Lluvia de sangre


Él despertó.

(Férid había prometido que lo haría...).

—¿Kimizuki?

—¿Si? —contestó Shiho. Trató de mantener la calma. Pero podía escuchar la tormenta comenzando. Soplando fuerte contra las puertas aseguradas.

—Hola...¿Qué hora es?

—La hora no tiene mucha importancia cuando ya no tienes a dónde ir.

—¿Estás sangrando? Tu cuello.

—Déjalo, Yoichi. No estoy de humor.

—¿Es...?

—¿Qué crees que es? —replicó con brusquedad.

Shiho tomó otra aspirina. La segunda del día. Deseó algo más consistente pero las reservas eran limitadas. Comida y agua. Nada de alcohol.

—Ya veo.

—Deberías meterte en tus asuntos —murmuró Kimizuki Shiho, desabrochándose los botones de la chaqueta del uniforme y dejándola sobre una silla de la habitación en el búnker subterráneo.

—Mi cabeza duele.

—Si, es lógico —concedió Shiho, sin detalles. Yoichi no los necesitaba.

—¿Me hirieron?

—Algo así.

—Tuve un sueño.

—No sé si quiero saber.

—Estabas ahí.

—Dios.

—Al principio. Y al final. Yo había dejado el campamento. Fui a perseguir a Lacus. Seguí su rastro hasta Osaka. No pensé que vendrías. Pero lo hiciste. No sirvió de mucho.

—Nunca sirve.

—Perdí el control luego.

—No lo imagino.

—Fue horrible. Lacus no me alcanzaba. Solo había dolor. Y oscuridad. Y sus cenizas.

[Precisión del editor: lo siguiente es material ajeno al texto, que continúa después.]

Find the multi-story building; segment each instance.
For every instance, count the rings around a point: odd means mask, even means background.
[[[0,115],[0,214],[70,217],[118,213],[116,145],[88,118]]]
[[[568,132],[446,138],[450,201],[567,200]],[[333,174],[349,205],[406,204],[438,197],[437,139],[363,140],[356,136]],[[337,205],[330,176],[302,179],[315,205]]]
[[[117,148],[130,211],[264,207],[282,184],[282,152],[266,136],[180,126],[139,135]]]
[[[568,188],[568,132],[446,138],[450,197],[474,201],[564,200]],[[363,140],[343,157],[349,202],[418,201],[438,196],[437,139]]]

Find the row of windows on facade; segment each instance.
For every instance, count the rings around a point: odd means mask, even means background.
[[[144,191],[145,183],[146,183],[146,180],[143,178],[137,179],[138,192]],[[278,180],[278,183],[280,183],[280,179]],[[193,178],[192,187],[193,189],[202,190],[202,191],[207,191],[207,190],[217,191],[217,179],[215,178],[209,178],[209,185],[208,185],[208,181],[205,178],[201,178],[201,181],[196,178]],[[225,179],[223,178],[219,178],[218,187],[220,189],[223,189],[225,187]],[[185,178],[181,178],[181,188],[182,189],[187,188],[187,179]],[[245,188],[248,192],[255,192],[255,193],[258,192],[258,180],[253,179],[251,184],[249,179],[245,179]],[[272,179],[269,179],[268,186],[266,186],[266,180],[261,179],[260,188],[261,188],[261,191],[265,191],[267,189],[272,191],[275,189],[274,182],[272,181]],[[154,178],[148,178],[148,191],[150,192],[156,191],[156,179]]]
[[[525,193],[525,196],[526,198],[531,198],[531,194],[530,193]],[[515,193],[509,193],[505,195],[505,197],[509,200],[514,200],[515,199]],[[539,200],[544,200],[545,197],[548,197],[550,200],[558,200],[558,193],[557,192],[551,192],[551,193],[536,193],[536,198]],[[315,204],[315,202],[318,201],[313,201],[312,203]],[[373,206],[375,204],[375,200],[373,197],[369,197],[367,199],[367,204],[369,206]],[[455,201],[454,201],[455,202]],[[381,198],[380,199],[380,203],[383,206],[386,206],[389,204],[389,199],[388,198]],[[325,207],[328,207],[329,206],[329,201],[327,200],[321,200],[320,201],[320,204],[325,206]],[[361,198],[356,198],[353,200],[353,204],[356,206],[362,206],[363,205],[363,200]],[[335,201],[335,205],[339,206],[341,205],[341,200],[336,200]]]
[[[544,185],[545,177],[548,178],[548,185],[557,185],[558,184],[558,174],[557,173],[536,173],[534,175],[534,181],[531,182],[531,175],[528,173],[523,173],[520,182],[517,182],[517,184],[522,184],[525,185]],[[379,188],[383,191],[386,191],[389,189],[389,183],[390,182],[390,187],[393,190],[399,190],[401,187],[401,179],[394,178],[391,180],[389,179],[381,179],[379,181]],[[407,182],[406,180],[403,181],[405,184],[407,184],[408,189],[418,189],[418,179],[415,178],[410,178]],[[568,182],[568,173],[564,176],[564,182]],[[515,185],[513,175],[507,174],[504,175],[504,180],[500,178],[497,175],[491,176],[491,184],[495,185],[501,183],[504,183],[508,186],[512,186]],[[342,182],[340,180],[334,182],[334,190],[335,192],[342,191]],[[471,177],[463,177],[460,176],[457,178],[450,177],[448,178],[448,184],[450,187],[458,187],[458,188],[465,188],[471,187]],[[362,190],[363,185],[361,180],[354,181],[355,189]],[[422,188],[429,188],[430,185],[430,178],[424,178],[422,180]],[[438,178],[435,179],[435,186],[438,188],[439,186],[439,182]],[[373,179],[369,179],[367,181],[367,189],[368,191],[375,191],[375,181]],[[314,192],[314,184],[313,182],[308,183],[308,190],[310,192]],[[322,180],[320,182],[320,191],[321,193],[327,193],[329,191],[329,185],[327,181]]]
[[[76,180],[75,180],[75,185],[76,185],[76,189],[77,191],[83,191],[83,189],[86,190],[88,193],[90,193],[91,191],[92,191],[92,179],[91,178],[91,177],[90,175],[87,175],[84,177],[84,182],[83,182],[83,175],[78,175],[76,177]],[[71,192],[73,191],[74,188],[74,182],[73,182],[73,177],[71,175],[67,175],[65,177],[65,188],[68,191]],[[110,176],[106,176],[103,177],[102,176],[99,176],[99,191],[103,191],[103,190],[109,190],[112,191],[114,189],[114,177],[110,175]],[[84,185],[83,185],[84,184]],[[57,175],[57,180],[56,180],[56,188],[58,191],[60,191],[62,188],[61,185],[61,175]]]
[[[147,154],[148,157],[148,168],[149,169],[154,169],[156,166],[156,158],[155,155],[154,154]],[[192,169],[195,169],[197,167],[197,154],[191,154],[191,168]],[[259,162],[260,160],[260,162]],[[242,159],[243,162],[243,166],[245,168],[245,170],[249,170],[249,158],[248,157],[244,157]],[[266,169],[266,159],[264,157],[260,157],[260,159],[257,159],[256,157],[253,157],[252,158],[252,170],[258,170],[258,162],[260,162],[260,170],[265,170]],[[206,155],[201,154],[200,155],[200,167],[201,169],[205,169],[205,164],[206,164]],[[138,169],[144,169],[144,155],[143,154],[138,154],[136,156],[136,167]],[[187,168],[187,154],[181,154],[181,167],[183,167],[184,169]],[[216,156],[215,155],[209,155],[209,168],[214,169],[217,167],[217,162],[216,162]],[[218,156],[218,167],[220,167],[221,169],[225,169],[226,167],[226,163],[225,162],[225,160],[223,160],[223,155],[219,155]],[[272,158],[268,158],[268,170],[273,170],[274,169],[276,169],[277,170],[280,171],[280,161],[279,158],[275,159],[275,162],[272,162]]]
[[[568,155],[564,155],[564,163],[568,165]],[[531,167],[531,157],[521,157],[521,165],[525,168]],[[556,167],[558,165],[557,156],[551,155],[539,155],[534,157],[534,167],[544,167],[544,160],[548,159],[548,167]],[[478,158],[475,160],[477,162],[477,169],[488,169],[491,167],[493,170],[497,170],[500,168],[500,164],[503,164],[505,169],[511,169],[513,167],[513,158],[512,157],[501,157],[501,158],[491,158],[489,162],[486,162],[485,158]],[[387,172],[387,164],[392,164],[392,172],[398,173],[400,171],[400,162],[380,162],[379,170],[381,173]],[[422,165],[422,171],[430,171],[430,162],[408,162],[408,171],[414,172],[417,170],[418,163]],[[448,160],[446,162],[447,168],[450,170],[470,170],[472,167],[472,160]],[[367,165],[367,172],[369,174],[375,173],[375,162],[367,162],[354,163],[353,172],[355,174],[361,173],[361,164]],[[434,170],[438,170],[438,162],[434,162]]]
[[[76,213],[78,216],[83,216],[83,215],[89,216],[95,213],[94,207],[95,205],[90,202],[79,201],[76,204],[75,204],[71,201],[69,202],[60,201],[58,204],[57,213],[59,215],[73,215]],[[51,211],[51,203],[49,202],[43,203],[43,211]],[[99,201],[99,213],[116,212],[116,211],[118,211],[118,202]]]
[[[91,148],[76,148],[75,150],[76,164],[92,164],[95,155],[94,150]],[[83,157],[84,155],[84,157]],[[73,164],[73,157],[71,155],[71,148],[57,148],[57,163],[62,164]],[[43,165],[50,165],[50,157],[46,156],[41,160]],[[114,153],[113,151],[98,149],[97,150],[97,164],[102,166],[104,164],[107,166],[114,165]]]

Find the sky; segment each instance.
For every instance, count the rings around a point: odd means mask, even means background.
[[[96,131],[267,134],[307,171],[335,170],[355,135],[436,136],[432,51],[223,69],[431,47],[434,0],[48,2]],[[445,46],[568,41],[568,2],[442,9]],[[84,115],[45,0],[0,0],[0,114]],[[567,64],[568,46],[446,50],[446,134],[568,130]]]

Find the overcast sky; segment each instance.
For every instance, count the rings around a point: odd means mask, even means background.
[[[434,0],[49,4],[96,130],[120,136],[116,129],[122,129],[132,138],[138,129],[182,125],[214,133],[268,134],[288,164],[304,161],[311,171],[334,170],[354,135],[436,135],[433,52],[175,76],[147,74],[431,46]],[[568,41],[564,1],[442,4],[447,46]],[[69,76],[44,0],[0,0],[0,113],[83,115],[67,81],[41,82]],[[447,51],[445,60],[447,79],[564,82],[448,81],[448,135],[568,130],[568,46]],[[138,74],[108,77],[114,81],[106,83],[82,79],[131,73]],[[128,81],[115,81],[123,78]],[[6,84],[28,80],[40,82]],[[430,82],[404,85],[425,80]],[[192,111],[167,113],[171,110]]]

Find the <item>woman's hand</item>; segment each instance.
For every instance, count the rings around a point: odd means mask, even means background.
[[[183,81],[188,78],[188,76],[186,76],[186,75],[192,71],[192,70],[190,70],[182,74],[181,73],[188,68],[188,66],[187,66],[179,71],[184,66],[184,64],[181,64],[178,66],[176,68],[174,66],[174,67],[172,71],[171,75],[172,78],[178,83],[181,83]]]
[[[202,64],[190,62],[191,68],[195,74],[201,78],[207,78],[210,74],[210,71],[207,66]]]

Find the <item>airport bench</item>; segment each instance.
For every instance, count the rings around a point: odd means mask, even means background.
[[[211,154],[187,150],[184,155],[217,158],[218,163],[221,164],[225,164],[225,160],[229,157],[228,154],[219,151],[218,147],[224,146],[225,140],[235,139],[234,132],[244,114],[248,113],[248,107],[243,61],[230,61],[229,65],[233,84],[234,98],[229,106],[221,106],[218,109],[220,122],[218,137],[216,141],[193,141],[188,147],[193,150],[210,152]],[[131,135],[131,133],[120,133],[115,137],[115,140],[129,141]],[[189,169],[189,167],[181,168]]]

—Se parece bastante a entrar un lunes a trabajar bajo mando de Kureto.

—Lo digo en serio, Kimizuki.

—Yo también. Por eso desertamos, cerebrito. Hace mucho tiempo.

—¿Debido a ello estamos aquí?

—Si. Deberías dormir más.

—¿Crees que vuelva a soñar?

—No es asunto mío. Pero si piensas demasiado en cosas absurdas, sin duda lo harás. Acabarás como la mujer de Lot. Congelado, muerto y maldito. Por mirar atrás, hacia las causas perdidas.

—Es raro verte con el mito bíblico.

—Estoy cansado.

—Lo estarías si mi sueño fuese cierto. ¿Sabes? Me seguiste. Me encontraste. Pasaste a través de ríos y bosques. Por encima de campos de batalla empapados con sangre. Hasta donde estaba yo. Con los dientes afilados, la piel oscura y ajada.

—Tienes una pésima imaginación. Morbosa, además.

—Me lastimaste mucho. Pero tenías que hacerlo. Me cortaste por todas partes. Debe haber sido un sueño muy realista, porque mira, los cortes de tus espadas...es como si siguieran el patrón de estas marcas cerradas en mi piel, Kimizuki.

—¿Y qué? Te lastimas siempre. Somos soldados, eso hacemos. Nos hieren y seguimos. Te he dicho ya que no pienses en eso.

—Lo sé. No quiero hacerlo, Shiho.

—Vuelve a dormir.

—Soñé que estaba muerto. Y tú llorabas sobre mí. Estaba este vampiro. Te mordió y dijo que sabía cómo revivirme. Ahora que Guren ya no cerraría tratos con él.

—Es absurdo. Nunca negociaría con sanguijuelas frías como ellos.

—Es curioso. En tu cuello, cualquiera diría que es una mordida.

—Lo es. Cosas que pasan cuando sales a pelear contra esas abominaciones y salvas las vidas de tus amigos. Algo que deberías apreciar más.

—Amigos...

—Si, esos con los que volveremos luego.

—¿Nosotros?

—Estábamos en una misión. Los laboratorios Ichinose de Osaka. Ultrasecreto. Castigo suicida para desertores.

—Ah.

—"Ah". De tus sueños sí que te acuerdas.

Shiho se colocó sobre él. Temblaba. Yoichi pudo saborear una lágrima en sus besos.

—¿Kimizuki?

—¿Ahora qué?

—¿La tormenta es de sangre?

—...Tal vez. ¿Qué si lo es? Es el fin del mundo. Estas cosas siempre pasan.

—Ya desde hace un tiempo...

—Cállate.

—Gracias, ¿lo sabes?

—¿Por qué? Todo fue un sueño. Y habría sido inútil.

—Lo sé. Pero fue un bonito sueño.

Shiho aferró la piel de Yoichi y la mordió con desespero. En la oscuridad de la fortaleza, antes de que los sacudiera otro terremoto, esperó que se deshiciera en cenizas, con sabor a tierra de cementerio.

Pero no sucedió.

Tal vez no mentía tan mal. Guren le había enseñado bien.